In fact, KitKat is about to pass Jelly Bean, which encompasses Android 4.1, Android 4.2, and Android 4.3. In other words, there will soon be a new Android king in town:


More specifically, here are the changes between February and March:

  • Android 5.0 Lollipop (November 2014): Up 1.7 points to 3.3 percent
  • Android 4.4 KitKat (October 2013): Up 1.2 points to 40.9 percent
  • Android 4.1/4.2/4.3 Jelly Bean (July 2012, November 2012, and July 2013): Down 1.9 points to 42.6 percent
  • Android 4.0 Ice Cream Sandwich (December 2011): Down 0.5 points to 5.9 percent
  • Android 2.3 Gingerbread (December 2010): Down 0.5 points to 6.9 percent
  • Android 2.2 Froyo (May 2010): Unchanged at 0.4 percent

For the sake of comparison, here’s the Android adoption chart for February:


As with any adoption share updates from this tool, we have to point out that the data is gathered from the Google Play Store app, which requires Android 2.2 and above. This means devices running older versions are not included, nor are devices that don’t have Google Play installed (such as Amazon’s Fire line).

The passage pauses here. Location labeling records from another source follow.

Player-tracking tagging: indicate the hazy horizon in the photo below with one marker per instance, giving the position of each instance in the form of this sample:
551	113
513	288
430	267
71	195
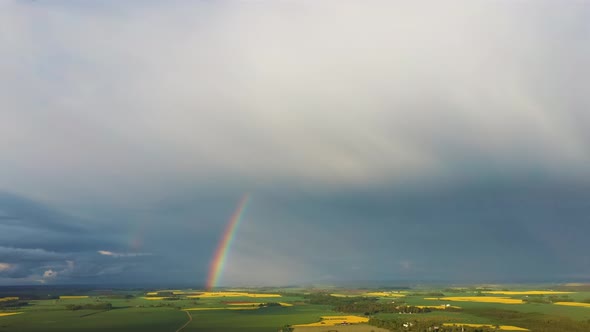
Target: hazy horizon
376	140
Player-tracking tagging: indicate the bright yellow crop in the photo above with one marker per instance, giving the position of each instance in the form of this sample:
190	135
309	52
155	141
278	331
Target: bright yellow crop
526	292
73	297
336	320
232	294
485	299
502	327
574	304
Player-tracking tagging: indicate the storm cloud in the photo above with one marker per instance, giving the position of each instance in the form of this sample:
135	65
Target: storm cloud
436	137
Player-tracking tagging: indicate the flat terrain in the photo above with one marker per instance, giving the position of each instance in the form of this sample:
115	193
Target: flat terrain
278	309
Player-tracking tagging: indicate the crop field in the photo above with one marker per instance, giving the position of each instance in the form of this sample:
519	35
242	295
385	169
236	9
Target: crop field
336	320
304	310
500	327
485	299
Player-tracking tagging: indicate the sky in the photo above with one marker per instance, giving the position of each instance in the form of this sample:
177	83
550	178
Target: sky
377	140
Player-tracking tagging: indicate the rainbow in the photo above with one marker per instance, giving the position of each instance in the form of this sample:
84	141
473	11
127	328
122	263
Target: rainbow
220	256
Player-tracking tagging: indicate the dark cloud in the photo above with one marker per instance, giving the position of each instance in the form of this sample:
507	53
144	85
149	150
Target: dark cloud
381	140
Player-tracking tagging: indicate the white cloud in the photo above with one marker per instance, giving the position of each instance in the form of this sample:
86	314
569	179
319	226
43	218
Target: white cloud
50	274
335	92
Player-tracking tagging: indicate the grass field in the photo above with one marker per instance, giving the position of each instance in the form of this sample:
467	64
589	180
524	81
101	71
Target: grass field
240	310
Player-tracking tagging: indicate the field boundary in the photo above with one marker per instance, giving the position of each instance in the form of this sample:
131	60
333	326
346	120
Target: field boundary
190	319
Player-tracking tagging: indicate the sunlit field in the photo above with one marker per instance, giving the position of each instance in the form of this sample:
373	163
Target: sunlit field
298	309
483	299
500	327
574	304
336	320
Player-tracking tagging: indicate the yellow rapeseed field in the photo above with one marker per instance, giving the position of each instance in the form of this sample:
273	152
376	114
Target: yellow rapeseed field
221	308
526	292
574	304
442	306
502	327
11	298
336	320
73	297
2	314
485	299
232	294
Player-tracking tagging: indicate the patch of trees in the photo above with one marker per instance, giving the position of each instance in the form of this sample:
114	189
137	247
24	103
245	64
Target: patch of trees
432	294
366	305
423	325
270	304
90	306
533	321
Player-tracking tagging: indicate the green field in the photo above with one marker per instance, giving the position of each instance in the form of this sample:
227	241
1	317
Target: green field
131	311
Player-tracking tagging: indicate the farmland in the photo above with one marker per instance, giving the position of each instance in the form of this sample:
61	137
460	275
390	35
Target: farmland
307	309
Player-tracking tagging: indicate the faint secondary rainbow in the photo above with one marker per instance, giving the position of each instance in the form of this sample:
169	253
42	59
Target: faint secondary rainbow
220	256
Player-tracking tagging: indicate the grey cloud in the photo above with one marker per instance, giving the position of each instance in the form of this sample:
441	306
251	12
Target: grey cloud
400	128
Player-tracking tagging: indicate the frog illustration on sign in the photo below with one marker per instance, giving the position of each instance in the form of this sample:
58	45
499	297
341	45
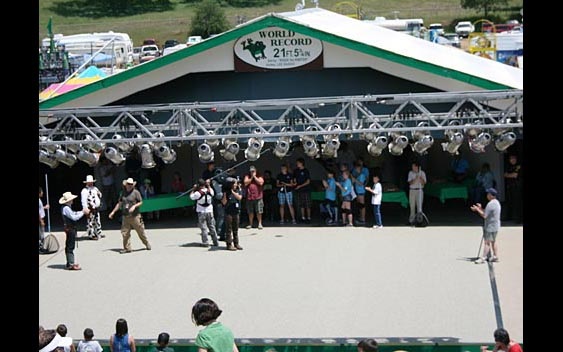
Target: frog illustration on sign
255	49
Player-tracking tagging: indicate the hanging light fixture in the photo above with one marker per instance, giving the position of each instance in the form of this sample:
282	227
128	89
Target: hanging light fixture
205	153
398	141
309	143
87	157
376	146
47	159
252	152
114	155
231	148
147	159
504	141
125	147
167	154
65	158
478	144
92	145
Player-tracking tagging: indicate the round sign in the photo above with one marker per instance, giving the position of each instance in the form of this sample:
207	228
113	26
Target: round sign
277	48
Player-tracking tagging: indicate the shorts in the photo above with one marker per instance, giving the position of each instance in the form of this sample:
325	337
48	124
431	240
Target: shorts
304	199
490	236
285	198
255	206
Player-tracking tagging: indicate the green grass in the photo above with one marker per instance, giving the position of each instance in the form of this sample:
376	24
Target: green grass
174	24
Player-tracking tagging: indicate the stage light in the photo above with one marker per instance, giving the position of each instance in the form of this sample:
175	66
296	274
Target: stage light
114	155
212	143
370	136
376	146
74	148
87	157
51	148
282	147
205	153
398	141
423	139
47	159
504	141
252	152
147	159
167	154
65	158
330	148
92	145
125	147
478	144
158	142
454	141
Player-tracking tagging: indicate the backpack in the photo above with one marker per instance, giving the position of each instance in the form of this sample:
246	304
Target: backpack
50	244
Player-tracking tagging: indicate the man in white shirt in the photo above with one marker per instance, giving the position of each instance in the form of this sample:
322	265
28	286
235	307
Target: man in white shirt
416	180
491	214
203	194
91	198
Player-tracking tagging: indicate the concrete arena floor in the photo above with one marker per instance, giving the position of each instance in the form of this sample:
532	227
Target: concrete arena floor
298	282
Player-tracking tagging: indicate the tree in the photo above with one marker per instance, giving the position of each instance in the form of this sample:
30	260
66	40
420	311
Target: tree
484	6
209	18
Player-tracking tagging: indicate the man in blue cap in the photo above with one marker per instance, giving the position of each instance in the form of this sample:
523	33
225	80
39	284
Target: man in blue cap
491	214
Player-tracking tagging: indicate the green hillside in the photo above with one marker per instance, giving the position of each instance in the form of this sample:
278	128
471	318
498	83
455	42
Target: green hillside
174	24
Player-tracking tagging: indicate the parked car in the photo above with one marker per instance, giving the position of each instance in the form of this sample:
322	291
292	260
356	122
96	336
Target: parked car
137	55
149	41
437	27
149	52
194	39
453	38
170	43
463	29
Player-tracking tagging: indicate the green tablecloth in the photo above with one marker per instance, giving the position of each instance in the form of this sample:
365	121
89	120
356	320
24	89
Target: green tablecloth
446	190
165	201
388	197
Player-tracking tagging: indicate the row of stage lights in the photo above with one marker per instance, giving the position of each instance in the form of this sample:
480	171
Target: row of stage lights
395	142
90	152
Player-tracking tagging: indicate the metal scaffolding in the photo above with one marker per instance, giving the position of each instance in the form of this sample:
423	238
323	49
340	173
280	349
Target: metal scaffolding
293	120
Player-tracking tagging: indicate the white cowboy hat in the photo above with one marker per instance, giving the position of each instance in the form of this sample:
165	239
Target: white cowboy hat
89	178
129	181
67	197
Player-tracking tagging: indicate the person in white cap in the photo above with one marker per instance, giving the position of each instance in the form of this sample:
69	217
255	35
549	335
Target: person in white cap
70	219
91	198
129	202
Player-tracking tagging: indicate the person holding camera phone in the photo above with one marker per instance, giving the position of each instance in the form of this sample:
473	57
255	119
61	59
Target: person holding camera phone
231	202
416	180
285	184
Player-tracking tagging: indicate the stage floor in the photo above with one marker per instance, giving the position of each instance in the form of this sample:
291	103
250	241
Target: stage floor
291	282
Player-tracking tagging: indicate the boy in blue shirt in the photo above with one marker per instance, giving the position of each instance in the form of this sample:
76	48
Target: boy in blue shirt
330	198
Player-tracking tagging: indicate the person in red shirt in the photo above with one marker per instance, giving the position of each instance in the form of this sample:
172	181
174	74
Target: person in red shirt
503	343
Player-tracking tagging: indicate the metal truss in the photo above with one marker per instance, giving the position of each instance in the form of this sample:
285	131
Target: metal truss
348	117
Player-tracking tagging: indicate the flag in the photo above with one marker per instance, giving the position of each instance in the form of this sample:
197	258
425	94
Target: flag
50	26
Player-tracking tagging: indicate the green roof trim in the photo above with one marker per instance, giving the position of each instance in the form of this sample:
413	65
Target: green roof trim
270	20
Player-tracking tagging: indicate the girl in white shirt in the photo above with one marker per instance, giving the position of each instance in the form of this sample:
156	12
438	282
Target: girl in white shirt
377	193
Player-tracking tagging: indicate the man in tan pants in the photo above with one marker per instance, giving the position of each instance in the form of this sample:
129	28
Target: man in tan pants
129	202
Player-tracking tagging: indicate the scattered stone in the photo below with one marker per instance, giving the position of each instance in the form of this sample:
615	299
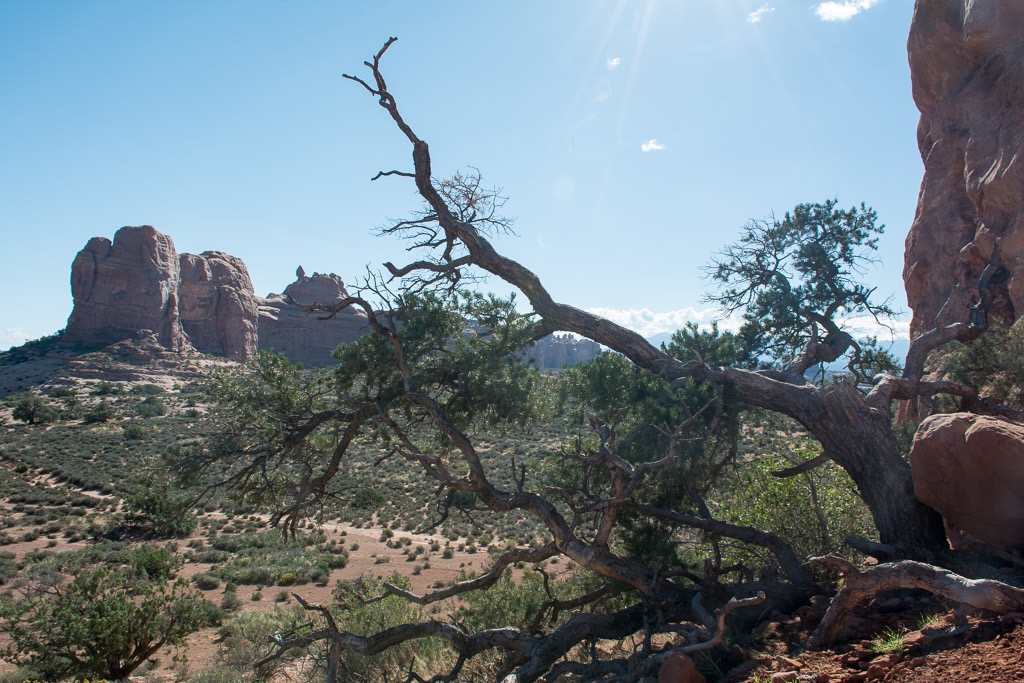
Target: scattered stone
678	668
970	468
785	664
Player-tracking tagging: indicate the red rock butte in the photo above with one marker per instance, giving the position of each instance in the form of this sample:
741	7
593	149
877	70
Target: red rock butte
204	302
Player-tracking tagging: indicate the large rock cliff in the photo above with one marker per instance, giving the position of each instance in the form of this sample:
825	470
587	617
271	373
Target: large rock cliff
139	288
126	286
204	302
967	63
217	305
303	337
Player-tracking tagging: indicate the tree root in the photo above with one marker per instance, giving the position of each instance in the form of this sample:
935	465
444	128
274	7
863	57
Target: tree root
861	585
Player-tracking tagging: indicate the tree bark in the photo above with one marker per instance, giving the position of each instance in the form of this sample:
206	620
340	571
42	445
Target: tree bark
862	585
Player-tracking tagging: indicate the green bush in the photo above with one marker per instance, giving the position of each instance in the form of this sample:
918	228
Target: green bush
151	407
30	408
358	611
133	432
101	412
206	582
102	623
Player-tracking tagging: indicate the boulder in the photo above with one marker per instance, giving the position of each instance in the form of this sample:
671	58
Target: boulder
967	68
285	326
218	308
124	287
678	668
970	468
561	351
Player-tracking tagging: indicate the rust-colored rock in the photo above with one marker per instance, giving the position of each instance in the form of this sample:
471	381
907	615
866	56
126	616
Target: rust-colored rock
967	66
678	668
970	468
301	336
124	287
217	305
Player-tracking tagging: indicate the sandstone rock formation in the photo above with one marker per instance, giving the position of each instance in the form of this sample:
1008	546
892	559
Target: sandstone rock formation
562	351
967	63
301	336
126	286
217	305
970	468
204	302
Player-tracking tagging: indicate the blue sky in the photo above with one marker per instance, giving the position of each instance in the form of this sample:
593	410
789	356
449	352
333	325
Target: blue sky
632	137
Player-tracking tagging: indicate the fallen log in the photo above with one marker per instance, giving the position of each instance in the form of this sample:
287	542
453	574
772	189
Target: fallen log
862	585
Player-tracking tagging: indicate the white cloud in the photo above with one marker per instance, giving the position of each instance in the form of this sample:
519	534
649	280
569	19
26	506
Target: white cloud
12	337
843	10
865	326
758	14
647	323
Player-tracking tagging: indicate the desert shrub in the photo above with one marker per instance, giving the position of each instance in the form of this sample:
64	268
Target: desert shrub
133	432
357	611
229	601
993	363
105	388
156	510
813	511
206	582
507	602
30	408
247	637
99	624
151	407
101	412
264	558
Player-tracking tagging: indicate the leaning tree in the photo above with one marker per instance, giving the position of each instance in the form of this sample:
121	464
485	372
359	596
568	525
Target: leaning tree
442	365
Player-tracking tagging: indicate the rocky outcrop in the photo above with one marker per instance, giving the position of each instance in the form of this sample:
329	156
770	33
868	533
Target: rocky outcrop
967	65
217	305
204	302
561	351
126	286
970	468
287	327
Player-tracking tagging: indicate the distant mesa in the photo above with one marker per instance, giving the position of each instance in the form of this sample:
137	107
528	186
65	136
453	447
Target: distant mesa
206	302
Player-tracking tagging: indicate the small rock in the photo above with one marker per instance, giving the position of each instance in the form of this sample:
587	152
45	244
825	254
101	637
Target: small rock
785	664
876	672
820	602
679	669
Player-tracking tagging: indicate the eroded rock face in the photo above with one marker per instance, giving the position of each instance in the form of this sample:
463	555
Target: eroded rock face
288	328
970	468
562	351
204	302
967	65
217	305
126	286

To recap, we currently have Jelly Bean in first, KitKat in second, Gingerbread in third, ICS in fourth, Lollipop in fifth, and Froyo in sixth. KitKat will overtake Jelly Bean before Lollipop passes Gingerbread, as unfortunate as that is.

As we’ve said before, Lollipop’s slow start is not surprising given the lukewarm popularity of the Nexus line and how long it takes for Android device manufacturers to push out updates. Multiple new Android devices were announced at Mobile World Congress today in Barcelona, and more are expected to follow in the coming days.

Nevertheless, Android 5.0 won’t see significant adoption for a few more months.